When he says that, he is actually saying a plethora of things, both negative and positive, which he explains and explores throughout the preamble. To him, “curious” is an understatement for how mind-blowing it is that a person could pick up his subjects’ lives as easily as a leisure book. It is an emphasis on the oddness of the entire situation, that “it could occur to an association of human beings drawn together through need and chance and profit into a company, an organ of journalism, to pry intimately into the lives of an undefended and appallingly damaged group of human beings, an ignorant and helpless rural family, for the purpose of parading the nakedness, disadvantage and humiliation of these lives before another group of human beings, in the name of science” (96). In other words, he can’t believe he’s participating in the exploitation of a poor family. And it is also curious in an odd way (to him) that he has been deemed qualified to exploit them– in his eyes he is a young, inexperienced man who has been sent to act as a spy on people older, wiser and much more worn by the world than he is.

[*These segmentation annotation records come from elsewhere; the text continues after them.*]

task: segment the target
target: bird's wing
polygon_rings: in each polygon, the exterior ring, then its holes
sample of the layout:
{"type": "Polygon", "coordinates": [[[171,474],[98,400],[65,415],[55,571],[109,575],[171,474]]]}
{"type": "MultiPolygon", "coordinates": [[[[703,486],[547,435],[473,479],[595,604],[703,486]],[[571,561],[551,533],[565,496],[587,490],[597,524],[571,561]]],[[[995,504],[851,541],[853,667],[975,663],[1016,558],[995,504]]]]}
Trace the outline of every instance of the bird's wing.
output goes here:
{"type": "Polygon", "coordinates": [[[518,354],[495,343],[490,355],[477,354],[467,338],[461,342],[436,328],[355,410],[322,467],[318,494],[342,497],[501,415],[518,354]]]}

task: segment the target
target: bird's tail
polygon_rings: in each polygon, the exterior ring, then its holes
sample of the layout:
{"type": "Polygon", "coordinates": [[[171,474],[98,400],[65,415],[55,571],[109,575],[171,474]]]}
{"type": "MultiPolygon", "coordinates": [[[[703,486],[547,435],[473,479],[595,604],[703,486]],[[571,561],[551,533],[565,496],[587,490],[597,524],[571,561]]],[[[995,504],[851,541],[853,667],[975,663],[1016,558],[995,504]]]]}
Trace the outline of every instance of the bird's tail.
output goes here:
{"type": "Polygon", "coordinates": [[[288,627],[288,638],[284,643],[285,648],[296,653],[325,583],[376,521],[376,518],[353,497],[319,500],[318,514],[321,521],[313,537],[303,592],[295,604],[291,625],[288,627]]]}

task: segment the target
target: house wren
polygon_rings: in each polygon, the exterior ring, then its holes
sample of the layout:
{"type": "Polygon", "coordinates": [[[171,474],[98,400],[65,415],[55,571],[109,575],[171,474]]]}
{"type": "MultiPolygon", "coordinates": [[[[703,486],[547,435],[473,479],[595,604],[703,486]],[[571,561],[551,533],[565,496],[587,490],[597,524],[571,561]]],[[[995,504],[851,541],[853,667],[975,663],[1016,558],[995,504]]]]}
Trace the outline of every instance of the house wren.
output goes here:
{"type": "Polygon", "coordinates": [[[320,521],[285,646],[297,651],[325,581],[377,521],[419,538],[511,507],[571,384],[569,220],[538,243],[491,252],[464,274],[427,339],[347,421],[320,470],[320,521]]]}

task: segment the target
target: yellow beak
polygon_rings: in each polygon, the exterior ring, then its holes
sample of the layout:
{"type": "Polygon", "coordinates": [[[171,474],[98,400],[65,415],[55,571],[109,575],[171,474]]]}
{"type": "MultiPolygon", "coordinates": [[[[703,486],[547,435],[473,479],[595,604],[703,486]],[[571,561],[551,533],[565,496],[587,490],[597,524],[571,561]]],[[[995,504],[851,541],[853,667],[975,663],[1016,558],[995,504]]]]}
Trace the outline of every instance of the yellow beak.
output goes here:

The relation of these curiosities is meant to prepare the reader for what is to come. It is meant to sober her, so that she takes the writings with the seriousness that Agee believes is owed to them. It is meant to muster that creeping feeling of guilt and sadness in the reader, so that she begins to understand the suffering and hardships that his subject suffered through. And I know that in my case at least, the preparation was not only affective, but welcome too. In a previous blog, I wrote, “I thank him for it, for casting off my “read against the grain” mindset, and forcing me to take him and his project seriously.” It is not curious that I still feel that way.